Cities aren’t normally associated with oases of tranquility but if you’ve ever enjoyed the idyllic beauty of the Tuileries Garden in Paris or the sense of metropolitan isolation offered by the Phoenix Park in Dublin, you will be ready for the treat that lies in store at Belvoir Park in Belfast.
It’s less that three miles from centre of Belfast to the gates of Belvoir Park, the Lagan Valley and the Belvoir Park Forest. That means it’s no more than a 10 minute drive down the famous Ormeau Road to a club, which was founded in 1927 and hosted the Irish Open in 1949 and 1953.
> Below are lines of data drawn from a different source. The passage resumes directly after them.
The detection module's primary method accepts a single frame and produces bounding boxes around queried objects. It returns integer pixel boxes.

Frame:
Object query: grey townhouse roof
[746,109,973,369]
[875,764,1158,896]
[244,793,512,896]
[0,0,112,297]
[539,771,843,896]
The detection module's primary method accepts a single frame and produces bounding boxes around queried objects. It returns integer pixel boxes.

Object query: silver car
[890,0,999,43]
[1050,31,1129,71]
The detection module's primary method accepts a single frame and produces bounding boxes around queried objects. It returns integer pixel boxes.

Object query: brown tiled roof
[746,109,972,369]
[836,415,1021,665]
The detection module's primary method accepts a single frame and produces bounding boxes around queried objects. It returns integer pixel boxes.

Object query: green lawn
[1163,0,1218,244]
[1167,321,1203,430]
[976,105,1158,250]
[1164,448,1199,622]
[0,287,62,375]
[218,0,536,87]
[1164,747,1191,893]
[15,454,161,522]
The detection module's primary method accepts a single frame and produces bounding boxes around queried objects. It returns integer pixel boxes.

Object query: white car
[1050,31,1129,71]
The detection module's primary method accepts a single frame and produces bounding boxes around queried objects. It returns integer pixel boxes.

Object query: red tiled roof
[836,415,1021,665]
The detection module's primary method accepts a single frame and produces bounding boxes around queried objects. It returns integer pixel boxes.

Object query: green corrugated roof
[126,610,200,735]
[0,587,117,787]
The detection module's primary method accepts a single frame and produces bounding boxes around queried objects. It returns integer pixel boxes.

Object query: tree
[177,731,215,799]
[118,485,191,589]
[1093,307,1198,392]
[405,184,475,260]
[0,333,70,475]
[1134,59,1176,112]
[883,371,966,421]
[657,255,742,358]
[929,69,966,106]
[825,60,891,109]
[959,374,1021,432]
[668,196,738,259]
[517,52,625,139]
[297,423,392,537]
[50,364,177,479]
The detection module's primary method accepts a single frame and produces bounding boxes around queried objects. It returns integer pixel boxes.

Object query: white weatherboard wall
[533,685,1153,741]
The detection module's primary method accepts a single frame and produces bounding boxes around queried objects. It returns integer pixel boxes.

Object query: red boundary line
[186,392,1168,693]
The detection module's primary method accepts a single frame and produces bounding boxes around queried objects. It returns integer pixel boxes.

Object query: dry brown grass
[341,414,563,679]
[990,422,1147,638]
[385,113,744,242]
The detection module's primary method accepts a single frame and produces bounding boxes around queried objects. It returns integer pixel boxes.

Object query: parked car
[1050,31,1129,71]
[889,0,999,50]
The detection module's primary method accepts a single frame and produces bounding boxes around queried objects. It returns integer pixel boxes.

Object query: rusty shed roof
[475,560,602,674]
The beauty of Belvoir, as it is fondly called, is not just that it is a stunningly beautiful parkland course set on 136 acres of mature woodland or that it was designed by the great Henry Shapland “Harry” Colt but it situated in the heart of the city.
It’s little wonder that Belvoir Park is one of the few Irish venues to have host Irish Open, Irish Professional Championship and the Irish Amateur Close — a distinction it shares with such revered Irish clubs as Royal Dublin, Cork, Portmarnock, Ballybunion, Woodbrook and Royal County Down.
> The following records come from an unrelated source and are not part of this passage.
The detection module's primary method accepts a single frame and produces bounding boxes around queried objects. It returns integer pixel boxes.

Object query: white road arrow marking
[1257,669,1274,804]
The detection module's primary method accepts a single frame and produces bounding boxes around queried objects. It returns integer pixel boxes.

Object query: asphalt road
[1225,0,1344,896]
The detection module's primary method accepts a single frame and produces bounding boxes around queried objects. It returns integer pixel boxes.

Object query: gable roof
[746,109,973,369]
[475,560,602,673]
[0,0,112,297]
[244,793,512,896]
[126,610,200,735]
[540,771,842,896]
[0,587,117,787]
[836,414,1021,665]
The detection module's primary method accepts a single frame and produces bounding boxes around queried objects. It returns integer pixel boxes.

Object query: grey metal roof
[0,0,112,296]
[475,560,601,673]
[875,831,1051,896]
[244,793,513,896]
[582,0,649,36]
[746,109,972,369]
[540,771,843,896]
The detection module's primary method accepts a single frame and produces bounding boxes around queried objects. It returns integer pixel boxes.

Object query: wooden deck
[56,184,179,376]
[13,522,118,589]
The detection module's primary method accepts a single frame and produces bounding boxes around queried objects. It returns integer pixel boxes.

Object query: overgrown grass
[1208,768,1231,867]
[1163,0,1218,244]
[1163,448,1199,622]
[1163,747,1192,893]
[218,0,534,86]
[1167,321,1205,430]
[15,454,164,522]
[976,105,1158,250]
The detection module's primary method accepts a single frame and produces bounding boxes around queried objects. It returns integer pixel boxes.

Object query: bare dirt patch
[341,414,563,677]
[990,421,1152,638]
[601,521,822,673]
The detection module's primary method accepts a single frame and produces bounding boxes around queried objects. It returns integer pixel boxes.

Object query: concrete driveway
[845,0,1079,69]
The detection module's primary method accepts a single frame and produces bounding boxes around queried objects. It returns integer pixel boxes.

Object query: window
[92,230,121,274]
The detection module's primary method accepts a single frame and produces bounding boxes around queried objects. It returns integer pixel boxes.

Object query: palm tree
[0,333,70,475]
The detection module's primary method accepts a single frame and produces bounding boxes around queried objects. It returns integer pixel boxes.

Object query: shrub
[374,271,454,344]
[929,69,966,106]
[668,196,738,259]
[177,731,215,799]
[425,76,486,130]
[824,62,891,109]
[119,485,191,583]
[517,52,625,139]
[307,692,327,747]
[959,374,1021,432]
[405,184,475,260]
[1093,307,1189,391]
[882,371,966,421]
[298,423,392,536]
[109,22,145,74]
The list of proud members is too long to mention here but suffice to say that the genial club manager, Mr Jim Cullen, was bursting with pride as he showed me the magnificent, panoramic view from the modern clubhouse.
While we have seen whales frolicking in the ocean off the coast of Co Kerry and the sun setting on the dunes of Portrush, it’s worth dropping in to Belvoir Park just to drink in the spectacular vista from the clubhouse.
If there is an Irish club with a more spectacular view of a cityscape — and I include Royal Dublin and Stackstown in this list — I have yet to see it.
Set high above the tree-lined course, the open plan club restaurant featuring a huge, curving window and balcony that has been christened “The View.”
An informal yet stylising elegant place to enjoy lunch, dinner or a quiet drink after tour round, the view of Belfast from Cave Hill and the Divis and Black Mountains to the massive Harland and Wolff gantry cranes away to the east is something to behold.
The golf course can also take your breath away, not because there are a couple of testing little climbs — they’re nothing for a player in reasonable golfing shape — but because the holes are so wonderfully framed by the trees.
It wasn’t always this way, mind you. When Colt planned the course, he felt it was possible to make one that would “afford and excellent test” and at the same time “give the maximum pleasure to all players.”
It got out just after the ladies but there was golfers off all shapes and sizes swinging away as I made my way around on a glorious autumn day — pairs of old timers who seemed to zip through the holes with incredible rapidity; small groups of highly competitive looking women golfers who were far more skillful than I could ever hope to be; and nattily dressed three balls of younger professional types who’d snuck out of the office for a Friday afternoon treat.
And treat it is, especially from the medal tees I was foolish enough to try.
At 6,685 yards from the blues and 6,474 yards from the whites, Belvoir Park is a true championship challenge where you are required to strike the ball very well indeed to stay on pristine fairways and out of the many species of trees.
A 16th century demesne, once the property of Robert Bateson MP, it was traditional for guests to be invited to Belvoir Park for the shooting with rabbit, hare, quail and duck.
I came across more rabbits in the woods that eagles and birdies on the greens but while I had few successes — my Sunday best five-wood to the tough fourth t made the sanctuary off the putting surface only to trickle off the false front, 20 yards down the fairway — every hole was a thrill.
The par-three fourth, which measures close to 190 yards from the medal tees, is not for the faint-hearted with its myriad Colt bunkers.
As for the index one 12th, a muscular par four that sweeps right to left over a billowing fairway to an elevated green, anyone who makes their four here deserves champagne in the clubhouse afterwards
Sanctuary stands there on top of a hill on the outskirts of what is still the small village of Newtownbreda.
It calls to you home as you take on the fearsome last three holes — the wonderful par three 16th where Eric Brown made two en route to Irish Open glory — the tough 17th with its elevated green and the left to right curve of the 18th where the spire of the local church is a good line off the tee.
The finishing hole sets up for the right hander who fades. In my case, I wasn’t so much fading as flagging badly but the thought of a restorative drink and some good local company in “The View” kept me going right to the end of a magical parkland journey.